Guaidó tem 35 anos e é, desde 6 de janeiro, o presidente da Assembleia Nacional. Um órgão que está nas mãos da oposição desde o início de 2016 e que Maduro tem procurado esvaziar de poderes. Membro fundador do Vontade Popular, o deputado assumiu o cargo ao abrigo de um acordo de rotatividade anual que existe na oposição. Isto porque, dentro do seu partido, os nomes mais conhecidos estão presos ou exilados.

"Foi uma roleta, um golpe de sorte, era quem sobrava", contou ao DN a analista política venezuelana Margarita López Maya, confirmando que Guaidó era quase um desconhecido. "É por ser uma cara nova, fresca, nascido das mobilizações estudantis e dos protestos nas ruas. Isso é algo que agrada aos venezuelanos, porque existe um descontentamento com os velhos dirigentes e os líderes do passado", explicou.

Guaidó pode ser desconhecido para muitos, mas não o é para o diretor do Centro de Estudos Políticos e de Governo da Universidade Católica Andrés Bello, Benigno Alarcón, que foi seu professor. "Acho que as razões pelas quais está a ter sucesso é porque, sendo um insider, afinal é um deputado que há muitos anos está envolvido com o partido Vontade Popular, tem algumas características de outsider, por ser jovem, de uma geração distinta da maioria das lideranças políticas, e ter um discurso diferente", referiu, ao falar com o DN, na semana passada, antes do "golpe".

"Um discurso que responde às expectativas das pessoas que querem alguém que assuma o desafio de enfrentar Maduro e não reconheça a sua presidência", acrescentou Alarcón. Já López Maya fala de um discurso "ambíguo", capaz de agradar a vários setores da oposição e, dessa forma, voltar a unir setores que defendem estratégias diferentes para lidar com a crise política e económica na Venezuela.

Sobreviver à tragédia

Guaidó nasceu em La Guaira, capital do estado de Vargas, a 28 de julho de 1985. Um de oito filhos de um piloto comercial e de uma professora, cresceu num bairro de classe média e foi um dos milhares obrigados a sair de casa quando, em dezembro de 1999, após três dias de chuvas torrenciais, um enorme deslizamento de terras alterou para sempre a paisagem. O número de mortos nunca foi revelado - as estimativas dizem que terão sido desde sete mil até mais de 30 mil - mas é considerado o pior desastre natural a atingir a Venezuela desde o sismo que destruiu Caracas em 1812.

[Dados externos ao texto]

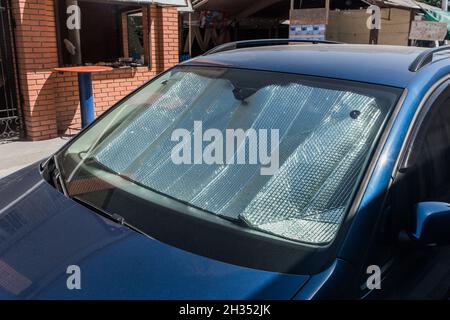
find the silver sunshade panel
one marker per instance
(314, 185)
(321, 149)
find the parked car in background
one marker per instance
(360, 194)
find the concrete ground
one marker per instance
(15, 155)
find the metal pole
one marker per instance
(86, 99)
(190, 35)
(74, 38)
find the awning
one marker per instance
(438, 15)
(177, 3)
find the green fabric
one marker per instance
(438, 15)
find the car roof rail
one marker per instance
(426, 57)
(262, 43)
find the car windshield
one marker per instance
(279, 153)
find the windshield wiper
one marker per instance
(113, 217)
(57, 179)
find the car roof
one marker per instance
(378, 64)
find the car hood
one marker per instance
(43, 235)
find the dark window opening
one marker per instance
(111, 34)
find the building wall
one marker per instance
(50, 99)
(350, 26)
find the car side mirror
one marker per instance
(432, 223)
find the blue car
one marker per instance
(260, 170)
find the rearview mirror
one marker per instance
(432, 223)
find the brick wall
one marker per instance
(50, 99)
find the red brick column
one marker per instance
(37, 56)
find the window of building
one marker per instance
(111, 34)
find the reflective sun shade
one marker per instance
(326, 131)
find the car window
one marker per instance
(429, 157)
(280, 153)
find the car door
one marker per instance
(421, 272)
(407, 270)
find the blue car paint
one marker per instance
(178, 274)
(43, 233)
(357, 239)
(371, 64)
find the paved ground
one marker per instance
(18, 154)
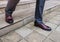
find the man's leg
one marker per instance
(38, 15)
(39, 10)
(11, 5)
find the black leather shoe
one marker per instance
(42, 26)
(9, 19)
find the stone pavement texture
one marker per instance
(30, 33)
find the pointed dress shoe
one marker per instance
(42, 26)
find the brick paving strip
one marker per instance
(29, 33)
(22, 20)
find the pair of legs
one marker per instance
(38, 12)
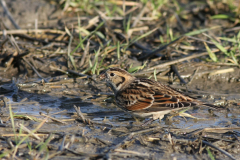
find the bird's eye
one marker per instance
(112, 74)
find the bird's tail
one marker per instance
(214, 106)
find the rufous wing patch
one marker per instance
(139, 105)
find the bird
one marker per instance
(145, 97)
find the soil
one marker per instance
(106, 132)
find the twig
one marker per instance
(34, 69)
(3, 3)
(28, 31)
(84, 54)
(183, 59)
(193, 75)
(29, 132)
(79, 113)
(160, 49)
(54, 119)
(219, 149)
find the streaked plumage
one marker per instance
(145, 97)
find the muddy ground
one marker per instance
(42, 79)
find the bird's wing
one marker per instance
(149, 96)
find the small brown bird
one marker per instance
(145, 97)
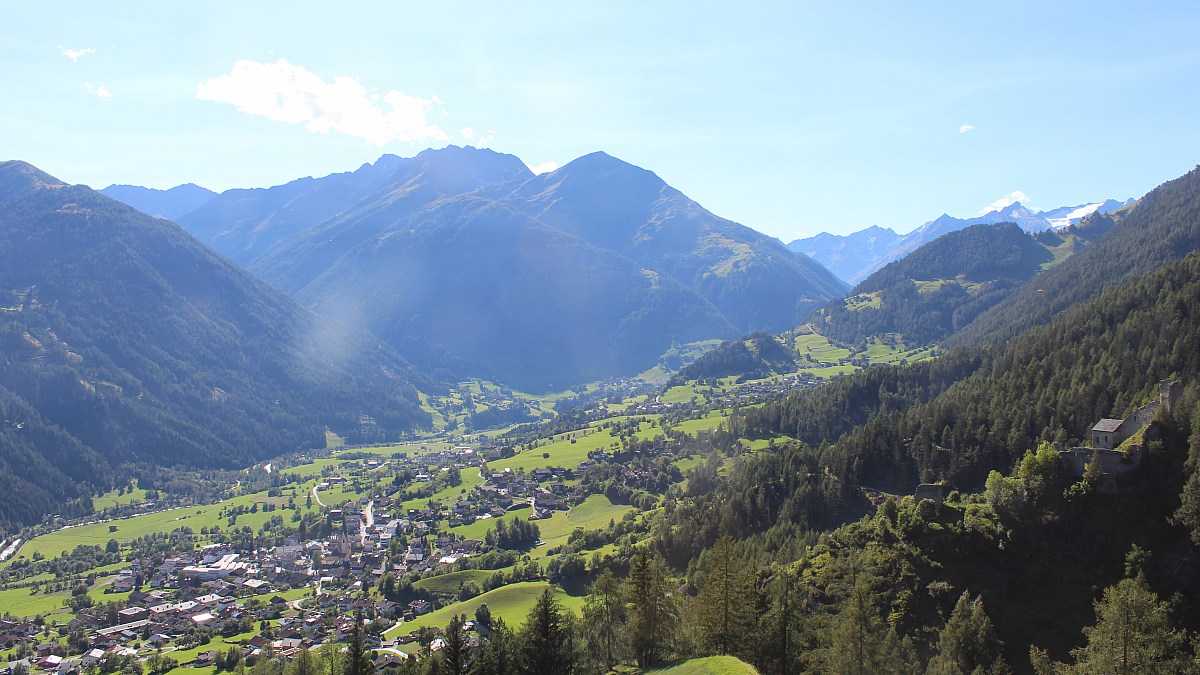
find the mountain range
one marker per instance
(124, 341)
(855, 256)
(472, 266)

Tinha 15 anos e, apesar da casa da família ter ficado de pé, vários amigos não tiveram a mesma sorte e a escola também desapareceu sob as lamas. Nos dias seguintes, a incerteza e o desespero originaram pilhagens. "Perder de um dia para o outro a quotidianidade foi um facto que nos obrigou a todos a crescer, a aprender a desapegar-nos do que é material, aproximando-nos mais dos afetos familiares e da espiritualidade", disse, citado pelo jornal venezuelano El Nacional.

Mudou-se para Caracas para estudar Engenharia na Universidade Católica Andrés Bello. Foi na universidade que entrou na política, acreditando que era a forma de se envolver mais com o que se passava no país. Faz parte da Geração de 2007, o movimento estudantil que saiu para as ruas contra as políticas do então presidente Hugo Chávez (que viria a morrer em 2013) e deu um novo alento à oposição. Também fez estudos de pós-graduação em Administração Pública na Universidade George Washington, nos EUA, e no Instituto de Estudos Superiores de Administração, em Caracas.

Em 2009, esteve ao lado de Leopoldo López (seu mentor, preso desde 2014) na fundação do partido Vontade Popular. Seis anos depois, foi eleito deputado pelo estado de Vargas, ajudando a oposição reunida na Mesa de Unidade Democrática a conquistar a maioria que tem na Assembleia Nacional.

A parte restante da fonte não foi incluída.